O rapaz arregalou os olhos.
— Certo, nenhum músculo será remexido.

Leonor riu e seguiu-o até o banheiro, apesar da graça ela não tirou os olhos dele por um segundo sequer, sem ligar pros seus protestos e chiliques de pudor.
Ernesto conseguiu se livrar de seus curativos, uma vez que, incrivelmente, uma cicatriz qualquer já não possuía.

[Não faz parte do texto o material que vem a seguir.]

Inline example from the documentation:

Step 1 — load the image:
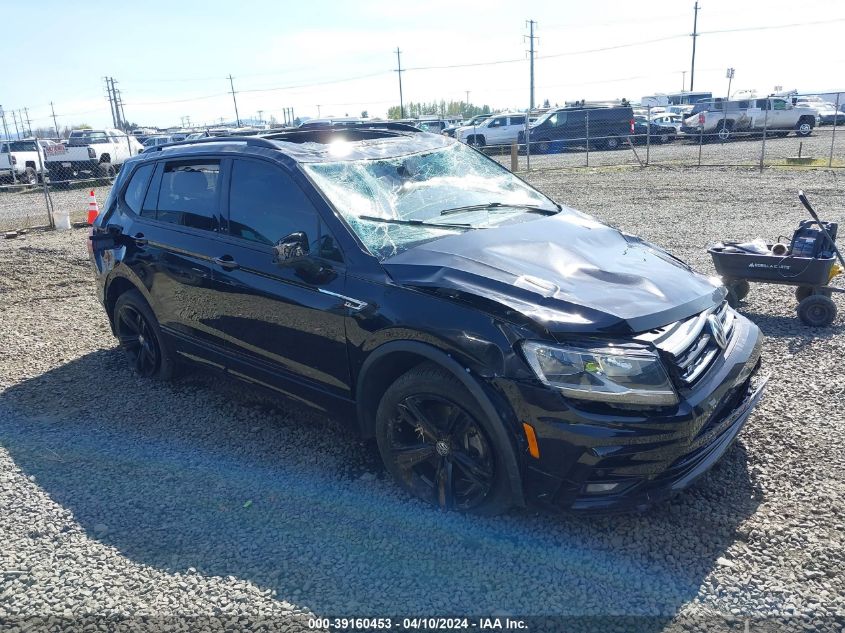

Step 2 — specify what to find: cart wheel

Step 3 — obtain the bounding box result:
[795,286,831,303]
[728,279,751,301]
[798,295,836,327]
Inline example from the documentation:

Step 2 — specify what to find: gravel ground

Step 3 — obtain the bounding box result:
[0,168,845,632]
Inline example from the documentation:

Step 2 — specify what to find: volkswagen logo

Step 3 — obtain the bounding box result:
[707,314,728,349]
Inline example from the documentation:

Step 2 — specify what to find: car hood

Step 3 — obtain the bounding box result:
[382,209,725,335]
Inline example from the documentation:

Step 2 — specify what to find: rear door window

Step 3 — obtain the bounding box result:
[147,159,220,231]
[229,159,318,245]
[123,163,154,213]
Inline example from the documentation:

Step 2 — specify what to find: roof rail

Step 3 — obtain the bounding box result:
[144,136,279,154]
[268,121,422,138]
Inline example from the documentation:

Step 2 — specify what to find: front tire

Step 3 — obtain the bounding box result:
[795,119,813,137]
[376,363,512,515]
[99,163,117,180]
[114,290,176,380]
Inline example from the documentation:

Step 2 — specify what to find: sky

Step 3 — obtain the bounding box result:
[0,0,845,128]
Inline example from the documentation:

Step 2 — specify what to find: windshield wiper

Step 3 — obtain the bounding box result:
[440,202,560,215]
[358,215,472,229]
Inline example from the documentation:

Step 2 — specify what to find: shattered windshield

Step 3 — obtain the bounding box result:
[302,143,559,260]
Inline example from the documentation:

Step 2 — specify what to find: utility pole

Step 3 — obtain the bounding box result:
[103,77,117,127]
[50,101,61,140]
[396,46,405,119]
[229,73,241,127]
[528,20,537,112]
[690,0,698,92]
[111,77,126,130]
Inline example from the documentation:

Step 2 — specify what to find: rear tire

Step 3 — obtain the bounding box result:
[375,363,513,515]
[798,295,836,327]
[113,290,177,380]
[795,286,831,303]
[99,163,117,179]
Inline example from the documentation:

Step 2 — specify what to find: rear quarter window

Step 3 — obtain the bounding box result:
[123,163,154,213]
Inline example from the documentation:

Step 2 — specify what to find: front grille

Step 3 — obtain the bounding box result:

Tomado o banho, Ernesto seguiu para o seu desjejum, que não era o costumeiro pão com manteiga e a caneca com um cafezinho morno, mas sim uma tigela cheia de sangue.
Depois de tomar a terceira tigela, ele limpou a boca com a manga da camisa e confirmou que aquilo era bem melhor do que café, mas não notou que todos a mesa o observavam.

— Devagar...
Miguel aconselhou, e isso chamou a atenção dele: Estava causando um vexame. Quando olhou para o lado, um dos rapazes que seria dito "seu irmão" o encarava com uma concentração imensa, e, devolvendo o olhar, Ernesto viu ódio ali. Ele não pôde se concentrar em mais nada além daquela encarada ameaçadora e encarou de volta mostrando o mesmo desprezo.
O rapaz se ofendeu e apertou o maxilar.

— Se continuar bebendo assim vai acabar com o estoque do verão.
— Tomás... — ralhou Leonor.
Ernesto não saberia explicar, mas aquele olhar ameaçador estava provocando-o, e o comentário aflorou ainda mais os nervos daquele jovem.

 Mateo deu uma risada.
— Pare de blefar, se temos pouco estoque é porque você não sabe caçar como o papai
— Cale-se! — Tomás empurrou o irmão com o ombro. — Eu já caço muito bem, não é, papai?
— Claro... — Miguel bebericou algo dentro de uma caneca de metal. — Moscas e mosquitos caça sim. — Ele completou com um sorriso bobo.

Todos na mesa riram, até mesmo Ernesto deu uma risada provocativa. Tomás se indignou, ainda mais porque viu Ernesto rir da cara dele.
— Ao menos não caço guerra. — Ele resmungou bem baixinho em meio a revolta, mas utilizou de algo que era sua maior técnica: A balbucia — Método usado para gerar uma áurea de dispersão sonora, como uma espécie de câmara oca que ele controlava com o pensamento. Essa técnica só era conhecida pelos vampiros mais experientes, mas Tomás já a possuía, porque era esperto, e aprendeu com os livros.